Pourquoi cette violence dans notre société ?
A cause de la police ? A cause de la justice ?
Pas du tout !!
La faute aux corps intermédiaires ** qui ont perdu leur esprit lumineux et restent encartés dans leur paresse institutionnelle.
Ils se sont petit à petit accommodés avec le pouvoir exécutif. Et ils pensent naïvement que cela est un acquis. 

Or l'Ancien monde est le Monde des vieux cons. ceux qui ne codent pas, ceux qui ne jouent pas en réseau, ceux qui ne connaissent pas l'art du partage comme le partage de l'art, ceux qui aiment la guerre, les cigares et les petites pépés. Et ainsi de suite...

Mais le temps des gogos c'est fini ! Voici Greta Thunberg...
La plupart de ceux qui lisent seront morts quand cette jeune femme aura 50 ans.
On sera en 2050 et vous pensez que vous serez toujours vivants ?


Objet du billet : dénoncer les violences au sein des corps intermédiaires. Leur lien avec les violences d'Etat n'est pas abordé dans ce billet, cependant ayez tout de suite en tête en abordant ce billet que ce sont bien les corps intermédiaires qui sont à l'origine des violences sociétales que l'on subit de pire en pire.

Je profite de la présence à Radio-sud ce 23 novembre 2019, de mon confrère le Dr Jean Paul Amont, président de la FMF, la fédération des médecins de France qui dénonce sur Radio-Sud la violence subit par les médecins, pour commencer immédiatement ce billet dont le sujet est prioritaire pour moi. 

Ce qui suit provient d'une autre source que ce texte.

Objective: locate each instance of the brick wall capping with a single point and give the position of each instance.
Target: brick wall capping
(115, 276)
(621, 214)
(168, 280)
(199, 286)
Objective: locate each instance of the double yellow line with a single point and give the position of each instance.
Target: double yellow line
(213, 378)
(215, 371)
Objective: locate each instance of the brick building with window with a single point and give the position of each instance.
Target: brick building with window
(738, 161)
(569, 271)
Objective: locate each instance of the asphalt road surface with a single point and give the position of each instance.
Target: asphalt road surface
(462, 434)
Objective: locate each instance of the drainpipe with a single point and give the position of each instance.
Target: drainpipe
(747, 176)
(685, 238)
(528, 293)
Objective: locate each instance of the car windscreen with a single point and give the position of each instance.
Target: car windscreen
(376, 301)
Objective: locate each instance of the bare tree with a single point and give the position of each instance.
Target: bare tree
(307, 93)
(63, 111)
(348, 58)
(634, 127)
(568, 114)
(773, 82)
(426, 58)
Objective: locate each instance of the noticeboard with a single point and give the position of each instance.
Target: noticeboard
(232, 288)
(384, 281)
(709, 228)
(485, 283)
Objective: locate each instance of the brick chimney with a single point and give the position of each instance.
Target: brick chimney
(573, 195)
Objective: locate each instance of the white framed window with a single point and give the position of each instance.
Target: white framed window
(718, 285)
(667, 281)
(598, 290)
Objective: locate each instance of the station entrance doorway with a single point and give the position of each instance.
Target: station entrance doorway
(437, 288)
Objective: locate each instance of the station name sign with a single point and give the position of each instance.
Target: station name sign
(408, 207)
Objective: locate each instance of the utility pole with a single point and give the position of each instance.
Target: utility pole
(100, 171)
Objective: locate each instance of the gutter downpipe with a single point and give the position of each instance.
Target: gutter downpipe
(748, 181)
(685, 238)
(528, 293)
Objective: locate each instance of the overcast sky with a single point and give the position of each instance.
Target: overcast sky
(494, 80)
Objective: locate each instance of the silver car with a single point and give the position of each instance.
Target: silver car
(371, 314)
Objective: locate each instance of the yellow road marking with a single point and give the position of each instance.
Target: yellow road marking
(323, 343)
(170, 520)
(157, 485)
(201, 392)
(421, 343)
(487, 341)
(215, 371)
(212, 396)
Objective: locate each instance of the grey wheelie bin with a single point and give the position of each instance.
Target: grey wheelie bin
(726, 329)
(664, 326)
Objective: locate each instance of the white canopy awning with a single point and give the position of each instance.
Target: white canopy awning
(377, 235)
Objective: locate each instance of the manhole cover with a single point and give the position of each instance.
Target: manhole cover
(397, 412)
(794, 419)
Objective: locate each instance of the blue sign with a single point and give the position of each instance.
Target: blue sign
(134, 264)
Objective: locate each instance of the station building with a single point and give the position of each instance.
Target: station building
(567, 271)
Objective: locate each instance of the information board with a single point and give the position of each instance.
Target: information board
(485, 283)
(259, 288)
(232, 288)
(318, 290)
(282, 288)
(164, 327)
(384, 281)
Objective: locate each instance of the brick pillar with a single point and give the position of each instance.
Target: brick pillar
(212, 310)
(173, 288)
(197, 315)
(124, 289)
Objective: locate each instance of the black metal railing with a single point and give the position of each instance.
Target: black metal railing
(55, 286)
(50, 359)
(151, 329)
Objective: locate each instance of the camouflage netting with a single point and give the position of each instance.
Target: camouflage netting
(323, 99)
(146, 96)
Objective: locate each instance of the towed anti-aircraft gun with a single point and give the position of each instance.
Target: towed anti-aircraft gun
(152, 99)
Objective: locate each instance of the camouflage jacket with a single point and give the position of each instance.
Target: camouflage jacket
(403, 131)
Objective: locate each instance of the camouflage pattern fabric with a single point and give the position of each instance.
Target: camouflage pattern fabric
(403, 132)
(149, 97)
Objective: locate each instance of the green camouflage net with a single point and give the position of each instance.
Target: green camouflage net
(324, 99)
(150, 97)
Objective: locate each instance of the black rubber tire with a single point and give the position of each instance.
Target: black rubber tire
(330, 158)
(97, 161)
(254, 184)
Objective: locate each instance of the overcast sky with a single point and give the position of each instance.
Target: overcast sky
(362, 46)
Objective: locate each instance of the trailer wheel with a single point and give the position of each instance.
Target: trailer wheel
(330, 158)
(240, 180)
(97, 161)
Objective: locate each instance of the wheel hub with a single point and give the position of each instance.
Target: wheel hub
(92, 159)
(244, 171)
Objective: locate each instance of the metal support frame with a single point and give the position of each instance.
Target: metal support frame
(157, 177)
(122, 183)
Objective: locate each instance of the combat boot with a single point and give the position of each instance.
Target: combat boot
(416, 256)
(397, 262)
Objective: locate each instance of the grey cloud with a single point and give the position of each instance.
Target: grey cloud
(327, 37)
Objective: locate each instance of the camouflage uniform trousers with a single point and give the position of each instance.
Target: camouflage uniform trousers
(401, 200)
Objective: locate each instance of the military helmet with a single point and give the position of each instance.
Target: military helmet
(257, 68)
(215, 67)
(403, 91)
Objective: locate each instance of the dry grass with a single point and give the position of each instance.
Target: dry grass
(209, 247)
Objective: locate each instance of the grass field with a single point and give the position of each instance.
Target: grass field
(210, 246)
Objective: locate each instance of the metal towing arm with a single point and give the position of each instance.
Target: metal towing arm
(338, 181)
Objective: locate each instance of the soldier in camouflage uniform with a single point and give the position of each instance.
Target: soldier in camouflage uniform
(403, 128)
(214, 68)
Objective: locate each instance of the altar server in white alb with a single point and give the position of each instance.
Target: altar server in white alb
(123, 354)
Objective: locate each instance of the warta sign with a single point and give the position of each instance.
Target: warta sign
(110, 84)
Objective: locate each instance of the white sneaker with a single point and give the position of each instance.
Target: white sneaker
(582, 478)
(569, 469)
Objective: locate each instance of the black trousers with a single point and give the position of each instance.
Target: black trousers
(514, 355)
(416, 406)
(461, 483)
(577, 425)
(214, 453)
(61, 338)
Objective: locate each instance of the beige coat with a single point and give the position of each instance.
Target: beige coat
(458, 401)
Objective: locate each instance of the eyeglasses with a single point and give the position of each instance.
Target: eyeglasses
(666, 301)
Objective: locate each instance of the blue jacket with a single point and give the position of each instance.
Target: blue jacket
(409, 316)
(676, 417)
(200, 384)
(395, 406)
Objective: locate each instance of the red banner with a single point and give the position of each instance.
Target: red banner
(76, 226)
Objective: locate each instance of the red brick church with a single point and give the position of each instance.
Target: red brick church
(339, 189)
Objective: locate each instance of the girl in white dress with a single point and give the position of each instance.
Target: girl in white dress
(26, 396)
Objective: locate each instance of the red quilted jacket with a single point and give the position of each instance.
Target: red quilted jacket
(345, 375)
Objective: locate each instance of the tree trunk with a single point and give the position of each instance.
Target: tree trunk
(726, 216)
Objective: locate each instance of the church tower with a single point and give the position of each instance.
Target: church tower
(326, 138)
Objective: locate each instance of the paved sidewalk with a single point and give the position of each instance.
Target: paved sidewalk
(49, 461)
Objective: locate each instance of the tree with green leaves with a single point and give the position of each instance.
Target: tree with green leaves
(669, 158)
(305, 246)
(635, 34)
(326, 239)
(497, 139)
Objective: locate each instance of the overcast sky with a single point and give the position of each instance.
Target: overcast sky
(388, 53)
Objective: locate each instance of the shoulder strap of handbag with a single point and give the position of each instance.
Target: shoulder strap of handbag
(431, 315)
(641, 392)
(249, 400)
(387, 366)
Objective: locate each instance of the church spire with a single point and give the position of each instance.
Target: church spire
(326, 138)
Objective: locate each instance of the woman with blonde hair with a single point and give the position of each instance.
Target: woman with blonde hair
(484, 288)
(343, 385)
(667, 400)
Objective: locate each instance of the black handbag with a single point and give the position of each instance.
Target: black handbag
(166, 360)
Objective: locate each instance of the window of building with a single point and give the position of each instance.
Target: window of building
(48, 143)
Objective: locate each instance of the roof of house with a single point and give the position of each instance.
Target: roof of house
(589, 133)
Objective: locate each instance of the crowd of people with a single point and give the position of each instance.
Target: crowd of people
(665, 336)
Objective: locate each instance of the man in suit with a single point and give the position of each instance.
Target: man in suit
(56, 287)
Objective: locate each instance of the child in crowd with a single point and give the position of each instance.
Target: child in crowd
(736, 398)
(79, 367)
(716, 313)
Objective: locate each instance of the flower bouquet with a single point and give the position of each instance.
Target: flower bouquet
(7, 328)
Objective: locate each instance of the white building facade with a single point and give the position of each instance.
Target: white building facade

L'objet de mon billet n'est pas celui de mon confrère intervenant sur Sud-Radio, son objet est donc la violence que subit les médecins par leur propres confrères. Cela déteint sur les patients qui devenant des portes-armes de confrères jaloux et qui agissent pour leur compte, vous en tiennent rigueur (* lire mon billet sur l'idiotie du fasciste et sur les effets de meute). Pour moi et pour mes 40 années d'expérience, la violence subit par les médecins comme moi n'est pas celle des patients mais celle bien engendrée par l'état d'esprit raciste et fasciste de pas mal de mes confrères

Comme l'information doit être saisie sur le vif, je débute ce thème avec promptitude, et donc avec beaucoup de biais. Il ne s'agit que d'un premier jet, et d'ailleurs ce propre billet sera annoté, complété, voire refait, car le problème de la violence inter-confraternelle mérite d'être dénoncé. L'ordre des médecins n'est pas à la hauteur de sa déontologie en matière de fratricide.
Une action est engagée contre les abus de confrères aux esprits supérieurs, sic, pour dénoncer, parmi bien d'autres incompétences et vices, le racisme ambiant dans la confrérie.


Donc, ce 23 novembre 2019, mon confrère le Dr Jean Paul Amont, président de la FMF, la Fédération des Médecins de France, dénonce sur Radio-Sud la violence subit par les médecins. En ce qui me concerne, cela fait 40 ans que je suis violenté non pas par mes patients mais plus grave, par mes propres confrères. Les médecins veulent moins de violence ? Qu'ils commencent par balayer devant leur porte. Si aujourd'hui ils subissent la violence de la patientèle c'est peut-être parce ils la pratiquent déjà entre eux. Car celui qui meurt violemment c'est parce qu'il a vécu par la violence.
Je souligne toutefois l'intervention de mon confrère parce qu'elle a le mérite d'exister, cependant je tiens à préciser une étiologie que mes confrères ne voient pas parce qu'ils la pratiquent. C'est la violence entre confrères qui est la cause de la violence des patients.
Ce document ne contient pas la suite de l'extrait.